Decision fatigue is real and well-documented. What's less documented is that most cases I see in coaching aren't actually decision fatigue. They're framework fatigue. The person isn't exhausted from making too many decisions. They're exhausted from re-evaluating the same decision, without a framework that sticks, over and over again.

The re-evaluation loop

Here is the pattern: someone is trying to decide whether to leave a job. They've been trying to decide for eight months. In those eight months, they have had the decision conversation dozens of times — with partners, friends, coaches, themselves. Each conversation surfaces new considerations. The picture gets more complex. The decision becomes harder.

This is not decision fatigue. It is a structural problem. The decision is hard not because it is inherently complex but because it has been framed at the wrong level. They are trying to decide the output (leave or stay) without deciding the inputs: what am I optimizing for, what is my constraint, what is my timeline?

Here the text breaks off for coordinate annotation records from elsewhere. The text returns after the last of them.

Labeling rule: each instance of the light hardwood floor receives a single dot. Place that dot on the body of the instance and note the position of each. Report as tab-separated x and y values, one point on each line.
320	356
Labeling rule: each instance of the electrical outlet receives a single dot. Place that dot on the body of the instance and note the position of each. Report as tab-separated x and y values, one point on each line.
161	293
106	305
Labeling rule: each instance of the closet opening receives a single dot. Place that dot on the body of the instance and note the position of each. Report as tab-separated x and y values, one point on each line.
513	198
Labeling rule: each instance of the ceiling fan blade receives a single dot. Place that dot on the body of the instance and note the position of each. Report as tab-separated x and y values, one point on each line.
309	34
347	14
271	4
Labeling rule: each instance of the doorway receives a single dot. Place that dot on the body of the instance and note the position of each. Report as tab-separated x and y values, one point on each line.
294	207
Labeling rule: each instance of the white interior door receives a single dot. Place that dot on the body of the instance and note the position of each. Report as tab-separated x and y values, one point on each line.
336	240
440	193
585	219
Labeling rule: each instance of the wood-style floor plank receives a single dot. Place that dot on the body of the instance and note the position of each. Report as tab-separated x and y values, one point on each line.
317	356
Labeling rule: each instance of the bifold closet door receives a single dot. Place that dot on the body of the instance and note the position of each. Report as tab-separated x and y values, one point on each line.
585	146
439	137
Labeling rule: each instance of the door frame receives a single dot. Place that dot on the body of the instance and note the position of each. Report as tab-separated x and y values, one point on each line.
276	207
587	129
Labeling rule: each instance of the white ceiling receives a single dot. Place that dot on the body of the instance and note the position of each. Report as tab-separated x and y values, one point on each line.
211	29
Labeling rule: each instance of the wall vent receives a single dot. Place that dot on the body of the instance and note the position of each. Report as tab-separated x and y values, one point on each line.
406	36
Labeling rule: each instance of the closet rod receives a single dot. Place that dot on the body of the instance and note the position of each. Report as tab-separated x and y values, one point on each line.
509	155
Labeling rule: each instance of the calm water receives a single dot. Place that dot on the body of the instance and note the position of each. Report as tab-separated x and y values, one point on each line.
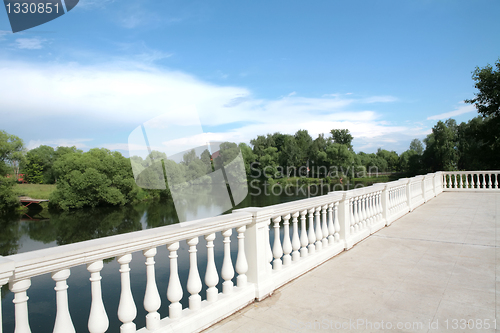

The decision isn't hard because you don't know what to do. It's hard because you haven't decided what you're deciding.

Deciding what you're deciding

In project management, we call this scoping. Before you plan a project, you define its scope — what's in and what's out. Without a scope, the project sprawls. Every meeting adds new requirements. The estimate grows. The delivery date slips. Everyone is working hard and nothing is getting built.

Career decisions sprawl the same way. Without a defined scope — what exactly are we deciding here, and by when — every conversation adds new inputs and the decision horizon keeps retreating. The fix is not to make the decision faster. It's to define the decision more precisely.